Le D.O. en France s’adresse aux femmes entre 50 ans et 74 ans ayant un risque moyen de développer un cancer du sein (2,5 millions de dépistage chaque année) et consiste en la réalisation, tous les deux ans, d’un examen clinique mammaire ainsi que d’une mammographie en 2D. Le processus de double lecture, spécifique à la France, est réalisé pour chaque mammographie jugée normale ou présentant une image bénigne par le radiologue 1er lecteur. Seules les installations de mammographie numérique 2D (l’image acquise est bidimensionnelle) sont autorisées dans le D.O. depuis février 2019, avec l’une ou l’autre des deux technologies (2D-DR (plein champ) ou 2D-CR (à écran radio luminescent)).

La mammographie par tomosynthèse comporte une série de projections acquises selon différents angles (le couple source-détecteur décrivant un sur arc de cercle incomplet autour du sein), qui permet de reconstruire en trois dimensions l’image du sein grâce à un logiciel mathématique de reconstruction d’image. 


Principaux éléments pris en considération

La HAS a pris en considération :

  • le fardeau du cancer du sein en France,
  • la performance du D.O. en cours avec la mammographie numérique 2D,             
  • la performance de la mammographie numérique 3D seule ou en association à la 2D ou la 2Ds, 
  • le bénéfice attendu en termes de taux de détection des cancers, de taux de rappel, de faux positifs et de cancers de l’intervalle, 
  • l’impact des différentes procédures évaluées sur la dose d’exposition aux rayonnements ionisants,
  • les principales données issues de la revue de la littérature médico-économique,
  • les recommandations internationales, 
  • la position des membres du groupe de travail et de la CEESP.


Recommandations

Au terme de son évaluation, la HAS recommande l’intégration de la mammographie par tomosynthèse (3D) dans le dépistage organisé (D.O.) du cancer du sein, à condition qu’elle soit systématiquement associée à la reconstruction d’une image 2D synthétique (2Ds). Cette procédure permet en effet d’améliorer les performances du D.O., sans pour autant augmenter la dose d’exposition aux rayonnements ionisants.  L’intégration de la procédure 3D/2Ds en remplacement de la 2D seule dans le D.O. reste toutefois conditionnée à la vérification de son opérationnalité dans le contexte du D.O. tel qu’il est organisé en France, notamment à la validation de la performance équivalente de la 2Ds seule en remplacement des images 2D pour la seconde lecture.  En parallèle de la vérification de ces prérequis indispensables au déploiement de la mammographie 3D+2Ds dans le D.O. sur l’ensemble du territoire national, la HAS recommande le maintien de la procédure en cours en 2022 fondée sur la mammographie numérique (2D-DR). A plus long terme, le développement de la dématérialisation et la résolution des problèmes de transfert d’images 3D et 2Ds permettra une utilisation de la 3D+2Ds tant en première qu’en deuxième lecture.
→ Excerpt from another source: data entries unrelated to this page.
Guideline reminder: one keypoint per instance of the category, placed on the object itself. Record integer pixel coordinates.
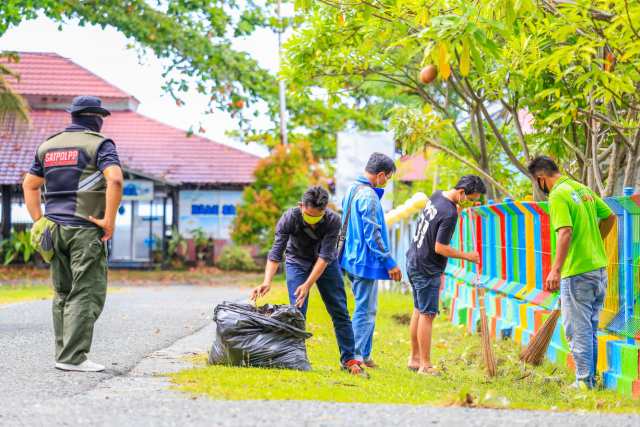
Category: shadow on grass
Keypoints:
(456, 353)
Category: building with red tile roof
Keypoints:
(49, 82)
(202, 179)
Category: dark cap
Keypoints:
(87, 104)
(471, 184)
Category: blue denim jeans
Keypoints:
(582, 298)
(365, 292)
(331, 288)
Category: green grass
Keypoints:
(10, 294)
(457, 353)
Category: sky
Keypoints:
(105, 53)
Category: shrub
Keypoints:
(236, 258)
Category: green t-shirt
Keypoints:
(574, 205)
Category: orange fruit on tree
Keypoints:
(428, 74)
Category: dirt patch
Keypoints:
(401, 319)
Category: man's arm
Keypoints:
(563, 242)
(373, 236)
(303, 290)
(606, 225)
(449, 252)
(31, 190)
(274, 258)
(269, 273)
(443, 239)
(115, 180)
(559, 211)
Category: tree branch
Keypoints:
(461, 159)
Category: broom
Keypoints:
(539, 343)
(487, 349)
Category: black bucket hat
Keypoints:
(87, 104)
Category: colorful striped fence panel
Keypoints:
(516, 246)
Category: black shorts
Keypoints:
(426, 292)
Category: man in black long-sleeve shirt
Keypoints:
(306, 237)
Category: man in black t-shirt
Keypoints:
(427, 259)
(306, 239)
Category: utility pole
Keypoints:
(281, 86)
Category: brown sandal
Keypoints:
(430, 370)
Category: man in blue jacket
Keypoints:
(366, 255)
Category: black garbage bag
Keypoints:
(271, 336)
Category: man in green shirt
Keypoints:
(581, 220)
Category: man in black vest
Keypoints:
(81, 174)
(309, 234)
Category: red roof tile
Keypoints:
(51, 74)
(144, 145)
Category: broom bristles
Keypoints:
(539, 343)
(487, 350)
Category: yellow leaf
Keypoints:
(465, 59)
(443, 62)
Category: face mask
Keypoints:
(311, 219)
(466, 203)
(544, 188)
(383, 185)
(91, 122)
La HAS ne recommande pas l’usage de la 3D seule dans le D.O. puisqu’elle ne montre pas une performance améliorée au regard des données disponibles. En outre, la HAS ne recommande pas l’usage concomitant de la 3D et de la 2D qui, malgré une augmentation de la performance par rapport à la 2D seule, augmente l’exposition aux rayons X (le D.O. impliquant des actes répétés).

Par ailleurs, la HAS déplore la forte hétérogénéité des pratiques professionnelles et des mammographes utilisés dans le cadre du D.O. français (qu’il s’agisse des mammographes 2D ou 3D). Aussi, elle rappelle l’importance de respecter les spécifications en termes de performances techniques, cliniques et de sécurité définies par les autorités compétentes. Dans le cadre de ses missions, la HAS est prête à contribuer à l’élaboration de spécifications complémentaires de performances cliniques en DO et de protocoles afin d’homogénéiser les pratiques professionnelles.
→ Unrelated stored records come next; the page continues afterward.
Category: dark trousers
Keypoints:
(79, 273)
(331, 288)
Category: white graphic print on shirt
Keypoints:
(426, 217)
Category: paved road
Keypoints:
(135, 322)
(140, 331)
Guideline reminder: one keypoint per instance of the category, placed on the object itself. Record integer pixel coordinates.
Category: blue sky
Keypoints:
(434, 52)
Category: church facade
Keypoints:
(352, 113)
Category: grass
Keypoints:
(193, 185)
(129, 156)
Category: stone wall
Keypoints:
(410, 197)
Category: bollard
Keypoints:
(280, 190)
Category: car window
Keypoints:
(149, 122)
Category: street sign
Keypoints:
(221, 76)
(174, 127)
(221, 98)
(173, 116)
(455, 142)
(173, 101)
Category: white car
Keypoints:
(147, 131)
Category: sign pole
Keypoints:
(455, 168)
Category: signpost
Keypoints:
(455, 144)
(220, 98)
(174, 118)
Après validation de la recommandation de santé publique par le Collège de la HAS le 9 février 2023, une actualisation de la version en ligne a été réalisée le 6 avril 2023, conformément à la Décision n°2023.0168 du Collège de la HAS. Cette actualisation concerne principalement les prérequis à l’introduction de la mammographie par tomosynthèse dans le DO.